Server-to-server API-like requests

You're not talking about requests from the SAME server (which was my mistaken impression). It could be, but doesn't have to be. You're talking about other servers effectively executing background jobs that are not as time-sensitive. Almost like some sort of distributed sidekiq-puma hybrid (wildly over-simplified).

So while I understand the problem space better and the request, I'm still left with the same constraints as before. I think we're fundamentally dealing with a one sided communication problem here https://en.wikipedia.org/wiki/Two_Generals%27_Problem. The current server is under heavy load, but has no mechanism to communicate that to requesting servers.

Introducing new queues also introduce new DDoS vectors. If a server-to-server request is ALWAYS behind a user facing request, then an attacker can exploit that information to queue-jump to effectively disable server-to-server requests (for example). Queues tend to be easy on the surface, and quite hard once you reach terminal conditions or edge cases.

To the future

Where I was suggesting a code change in mastodon previously, I might suggest looking into an activity pub spec change now, though in service of shaping the logic such that a request could make its way into rack middleware and then let the app code determine if it should tell the requesting server to "try again later" or not.

You can get information about the currently executing puma server via Puma.stats and we're trying to add some new ones that should help, like https://github.com/puma/puma/pull/3517. If you're behind a proxy that adds a request time, Heroku adds a HTTP_X_REQUEST_START, that will hint how long the request stayed in the TCP queue before it made its way to be processed. That's commonly used to monitor for variance. Though even with all that information, there would still need to be some sort of metric that could be used as a threshold.

Regarding the spec, I'm not sure if this doc is canonical but I found https://www.w3.org/TR/activitypub/#security-federation-dos

Servers SHOULD also take care not to overload servers with submissions, for example by using an exponential backoff strategy.
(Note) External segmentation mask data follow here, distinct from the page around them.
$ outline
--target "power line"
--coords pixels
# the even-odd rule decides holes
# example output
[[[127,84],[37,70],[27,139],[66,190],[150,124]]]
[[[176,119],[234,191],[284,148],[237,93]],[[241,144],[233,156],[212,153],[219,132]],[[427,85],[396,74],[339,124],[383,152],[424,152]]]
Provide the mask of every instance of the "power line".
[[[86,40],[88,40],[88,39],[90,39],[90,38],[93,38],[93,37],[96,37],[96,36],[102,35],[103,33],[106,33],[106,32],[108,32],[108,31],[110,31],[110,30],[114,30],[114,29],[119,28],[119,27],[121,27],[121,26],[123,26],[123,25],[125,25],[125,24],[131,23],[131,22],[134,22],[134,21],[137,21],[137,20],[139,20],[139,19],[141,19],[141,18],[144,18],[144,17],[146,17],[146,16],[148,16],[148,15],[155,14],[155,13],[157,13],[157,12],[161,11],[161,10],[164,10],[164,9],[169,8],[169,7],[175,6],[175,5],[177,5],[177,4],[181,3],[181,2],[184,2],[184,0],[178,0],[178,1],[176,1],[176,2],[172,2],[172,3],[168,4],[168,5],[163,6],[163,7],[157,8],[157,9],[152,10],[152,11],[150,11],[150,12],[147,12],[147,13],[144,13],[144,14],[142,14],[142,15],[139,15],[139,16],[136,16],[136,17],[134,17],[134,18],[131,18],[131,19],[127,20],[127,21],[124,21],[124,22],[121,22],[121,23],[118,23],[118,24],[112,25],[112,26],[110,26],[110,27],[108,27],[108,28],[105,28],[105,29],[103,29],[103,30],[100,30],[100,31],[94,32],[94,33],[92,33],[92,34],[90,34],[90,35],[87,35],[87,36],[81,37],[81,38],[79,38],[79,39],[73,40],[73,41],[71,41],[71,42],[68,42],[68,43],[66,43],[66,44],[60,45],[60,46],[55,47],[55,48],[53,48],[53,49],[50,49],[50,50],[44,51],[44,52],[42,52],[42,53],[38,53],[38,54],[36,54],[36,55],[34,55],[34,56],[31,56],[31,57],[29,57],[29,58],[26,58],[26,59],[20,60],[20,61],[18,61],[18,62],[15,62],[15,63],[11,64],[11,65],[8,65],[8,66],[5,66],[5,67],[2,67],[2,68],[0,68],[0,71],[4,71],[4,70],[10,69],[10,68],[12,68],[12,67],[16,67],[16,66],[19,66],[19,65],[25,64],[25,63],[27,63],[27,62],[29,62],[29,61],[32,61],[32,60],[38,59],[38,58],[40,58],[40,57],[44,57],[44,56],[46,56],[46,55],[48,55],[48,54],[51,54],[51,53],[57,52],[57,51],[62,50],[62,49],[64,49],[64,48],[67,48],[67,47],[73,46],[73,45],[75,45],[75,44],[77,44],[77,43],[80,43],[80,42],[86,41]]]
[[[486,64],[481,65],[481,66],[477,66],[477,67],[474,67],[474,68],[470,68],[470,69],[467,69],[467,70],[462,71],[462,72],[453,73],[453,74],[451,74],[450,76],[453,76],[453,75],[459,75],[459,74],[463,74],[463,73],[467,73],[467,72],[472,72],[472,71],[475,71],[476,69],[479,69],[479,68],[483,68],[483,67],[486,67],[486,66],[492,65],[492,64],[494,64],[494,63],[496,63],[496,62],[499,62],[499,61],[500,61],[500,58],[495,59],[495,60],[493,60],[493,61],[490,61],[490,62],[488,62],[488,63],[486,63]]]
I'm a bit surprised it doesn't normalize in detail what that means. I would expect a standardized status code or some other mechanism to indicate "we are overloaded." Possibly going back to the standards committee and rasing: "let's really spell out how one server tells another server to back the F off, and what that other server MUST do to comply." Alternatively if the protocol allows for a delayed response, for example if instead of "Here's the data you asked for" what if it got back a payload with a token and was told to check back later to see if the request was fufilled, possibly with a suggested delay time.

I'm rambling, and this is quite long already. I think if I had to sum up my position it would be this: If you're building a specification or communication protocol on HTTP, you (they, the authors of activity pub) should include strong guidance on how to be a responsible server and respectful client using HTTP mechanisms. Asking puma to implement prioritiy queues on top of HTTP would turn it into a something other than an HTTP server. We already don't implement HTTP/2 and that's got a whole IETF spec with thousands of lines and multiple real-world implementations. If I had the maintenance time free, I would probably invest there instead of here.

I've laid out some interests and seeds here that could possibly be revisited in the future or in other issues. I want to see mastodon succeed, but I also need to be protective of scope and goals of this project.

schneems avatar Oct 18 '24 19:10 schneems

Late to the party but I just wanted to say I very much liked your write-up here @schneems – thanks for taking the time for that ❤️

To this specific issue: I think that at a high level Puma is not really in the "business" of providing prioritized traffic control. It seems to fall a little outside of our current scope.

Accepting any change is somewhat a balance of costs and benefits. If the change is small and it's a general purpose feature that easily used by many cases, then it's easy to merge. The flip is also true. I closed because I don't see a light-weight way towards implementing this without it being very invasive and/or difficult to manage.